There are a large number of ornaments found in a number of graves and what is so clear about them is that the origin of these ornament is definite in a given district or sate. Also these ornaments are clearly a descendant of the people of which these burial sites are from. Hence it can be conclusively be said that these people did obtain their ornaments right away from their own locality and not outside the district they live in. a problem will arise in deciding on the validity of the archaeological interpretation of the Anglo-Saxon conquest of Britain. Here, the owner of these ornaments is unclear as whether they are the Saxons, Angles or Romano-Britons who are the owners of these ornaments. Lethbrigde’s interpretation would help pin point the real owners of the artifacts and the material remain1. These were done with other archaeologists who in many ways faced a number of challenges.

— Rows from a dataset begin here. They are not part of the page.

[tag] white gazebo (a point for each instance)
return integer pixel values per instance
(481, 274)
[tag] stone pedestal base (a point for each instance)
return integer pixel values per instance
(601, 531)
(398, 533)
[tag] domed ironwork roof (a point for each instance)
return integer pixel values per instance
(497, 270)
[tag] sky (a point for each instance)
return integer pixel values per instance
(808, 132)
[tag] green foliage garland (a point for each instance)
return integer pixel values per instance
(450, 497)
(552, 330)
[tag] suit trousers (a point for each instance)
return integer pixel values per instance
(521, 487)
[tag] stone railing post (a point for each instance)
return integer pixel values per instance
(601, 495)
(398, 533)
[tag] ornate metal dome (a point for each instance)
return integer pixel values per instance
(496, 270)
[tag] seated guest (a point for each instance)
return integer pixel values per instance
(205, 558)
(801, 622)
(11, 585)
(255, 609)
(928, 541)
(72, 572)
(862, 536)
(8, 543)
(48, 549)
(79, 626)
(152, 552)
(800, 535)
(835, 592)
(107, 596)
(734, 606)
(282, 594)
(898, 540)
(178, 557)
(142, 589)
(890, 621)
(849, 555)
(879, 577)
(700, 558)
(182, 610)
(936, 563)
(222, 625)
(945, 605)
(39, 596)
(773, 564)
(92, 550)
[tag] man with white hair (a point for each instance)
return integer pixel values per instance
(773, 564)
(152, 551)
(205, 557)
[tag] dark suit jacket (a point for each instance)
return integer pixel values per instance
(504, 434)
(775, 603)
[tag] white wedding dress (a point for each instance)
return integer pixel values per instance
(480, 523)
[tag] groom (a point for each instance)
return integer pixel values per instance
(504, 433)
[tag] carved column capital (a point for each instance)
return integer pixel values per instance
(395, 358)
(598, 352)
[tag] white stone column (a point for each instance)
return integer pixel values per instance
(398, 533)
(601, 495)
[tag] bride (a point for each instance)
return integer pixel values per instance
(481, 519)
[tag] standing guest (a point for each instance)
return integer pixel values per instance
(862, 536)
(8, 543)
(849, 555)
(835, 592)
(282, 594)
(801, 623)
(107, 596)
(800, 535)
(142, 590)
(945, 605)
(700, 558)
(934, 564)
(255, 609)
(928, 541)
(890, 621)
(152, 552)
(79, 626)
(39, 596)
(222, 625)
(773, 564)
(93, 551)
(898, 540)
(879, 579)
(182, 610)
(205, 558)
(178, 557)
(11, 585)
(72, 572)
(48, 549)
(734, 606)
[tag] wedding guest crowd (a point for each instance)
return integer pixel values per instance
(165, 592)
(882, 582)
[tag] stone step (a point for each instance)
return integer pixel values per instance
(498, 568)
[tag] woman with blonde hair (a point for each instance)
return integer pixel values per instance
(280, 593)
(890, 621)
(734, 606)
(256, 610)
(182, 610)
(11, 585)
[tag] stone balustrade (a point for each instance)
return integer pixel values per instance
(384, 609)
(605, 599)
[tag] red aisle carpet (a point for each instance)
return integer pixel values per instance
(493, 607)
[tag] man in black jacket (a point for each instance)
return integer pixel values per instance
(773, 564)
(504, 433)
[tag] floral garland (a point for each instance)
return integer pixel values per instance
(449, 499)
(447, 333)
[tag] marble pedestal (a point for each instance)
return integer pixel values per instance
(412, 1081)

Some of these challenges included the following:
Reconstruction of clothing; there were variations noted on the dress fasteners in the women’s clothes. The clothes had one, two or three brooches that were worn in various positions on the chest and others on the shoulder. Dress-fastening for the men was limited to sleeve fasteners and buckles. Reconstructing clothing from this evidence meant that the range of dress fastening was dictated by a number of factors. These factors include social identity and the mode of display. It was further argued that the dress fasteners placed in graves may have been chosen on other reasons rather than the functional relationship to the garment being worn or the direct relationship of the grave clothing and the daily wear. The textiles of which we have knowledge about had been made into clothing. Though there is a possibility to reconstruct some of the clothing through the remains in graves by using the position of dress fasteners like buckles ( cook 1974; Bell 1981 ; Owen Crocker 1986)

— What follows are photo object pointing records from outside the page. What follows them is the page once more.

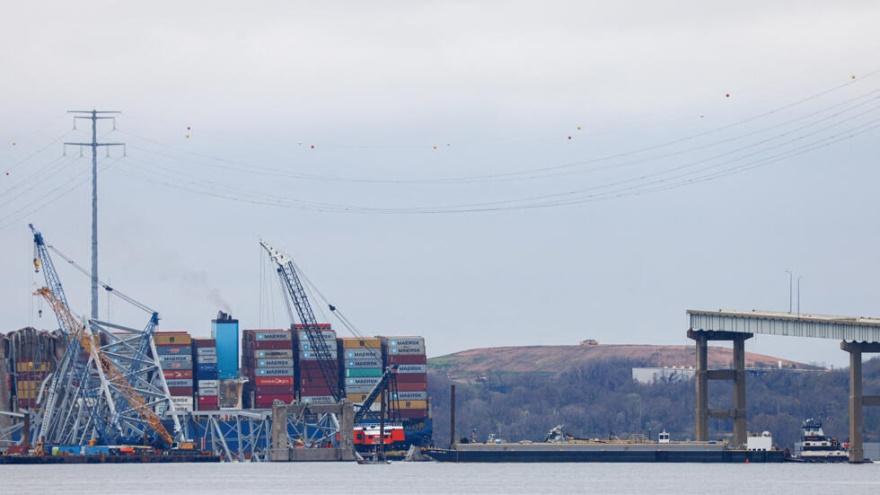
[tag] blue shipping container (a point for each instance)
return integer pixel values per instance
(224, 330)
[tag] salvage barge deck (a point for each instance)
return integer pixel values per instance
(602, 452)
(106, 459)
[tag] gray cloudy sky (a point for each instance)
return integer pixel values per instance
(289, 102)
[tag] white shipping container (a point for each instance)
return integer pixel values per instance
(318, 399)
(274, 354)
(363, 363)
(363, 354)
(275, 363)
(208, 391)
(273, 336)
(411, 396)
(364, 381)
(175, 358)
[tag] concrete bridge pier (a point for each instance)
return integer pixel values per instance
(737, 375)
(857, 400)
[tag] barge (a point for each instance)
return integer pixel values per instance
(559, 447)
(603, 452)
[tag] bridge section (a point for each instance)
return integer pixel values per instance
(858, 335)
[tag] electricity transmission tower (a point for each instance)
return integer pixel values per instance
(94, 116)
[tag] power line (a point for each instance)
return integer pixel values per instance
(638, 181)
(517, 175)
(94, 116)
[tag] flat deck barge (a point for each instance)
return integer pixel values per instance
(106, 459)
(603, 452)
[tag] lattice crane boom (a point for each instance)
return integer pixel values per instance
(296, 297)
(89, 344)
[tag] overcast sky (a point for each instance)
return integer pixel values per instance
(354, 104)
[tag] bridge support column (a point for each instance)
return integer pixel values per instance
(704, 374)
(701, 430)
(856, 398)
(740, 432)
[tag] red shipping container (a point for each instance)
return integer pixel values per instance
(264, 401)
(412, 413)
(408, 359)
(270, 345)
(318, 381)
(314, 391)
(274, 381)
(180, 391)
(272, 390)
(412, 378)
(412, 387)
(320, 326)
(307, 364)
(177, 374)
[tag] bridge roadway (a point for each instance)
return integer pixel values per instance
(858, 335)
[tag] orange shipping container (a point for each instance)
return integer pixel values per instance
(172, 338)
(357, 343)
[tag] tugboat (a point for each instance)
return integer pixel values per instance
(816, 447)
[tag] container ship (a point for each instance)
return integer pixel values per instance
(249, 369)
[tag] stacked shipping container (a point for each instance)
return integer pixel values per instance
(311, 384)
(268, 363)
(361, 364)
(175, 355)
(408, 353)
(207, 378)
(33, 357)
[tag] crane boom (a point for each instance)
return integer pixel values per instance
(296, 297)
(389, 377)
(89, 344)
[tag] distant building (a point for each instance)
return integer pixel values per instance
(224, 330)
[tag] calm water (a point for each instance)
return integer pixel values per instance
(408, 478)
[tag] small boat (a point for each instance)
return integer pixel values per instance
(815, 446)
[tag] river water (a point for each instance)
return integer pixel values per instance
(415, 478)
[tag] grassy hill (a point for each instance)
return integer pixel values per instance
(522, 392)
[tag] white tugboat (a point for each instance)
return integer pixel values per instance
(816, 447)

Damage of skeletons during excavation. The excavation of skeletons was exceedingly hard as a result of the conditions of the subsoil and dry weather. The skeletons were also not well preserved because of the circum-neutral pH of the local subsoil and the ploughing which later brought about disturbance. The subsoil surface was also experiencing compaction by the box scrappers. The hard and dry subsoil conditions meant that it was difficult to excavate and remove the skeletal remains without sustaining some damage. The removal of skeletons followed a certain process. The box scrapper could first reveal the site in an inadvertently manner and later the whole site cleaned with hoes. This was to be followed by base planning at 1:50 and then excavation by hand. The excavation was done by use of trowels, small chisels and brushes. The fully excavated skeletons in grave pits were then photographed in black and white and drawn at 1:10. The whole process seemed cumbersome and at the end no accurate results could be sought. At times the burials sites were discovered accidentally hence damage of these artifacts and bones are more likely to happen with the use of metal detecting activities. The requirement of these archaeological studies is that the whole burial grounds should be intact to maximize data recovery process. Methods for protecting and close examination of statigraphy should have been in place. This would minimize the problem of retrieval and analysis of organic materials such as textiles. With the increasing human activities such as formal settlement and cultivation such burial sites are more prone to destruction and hence limited information base.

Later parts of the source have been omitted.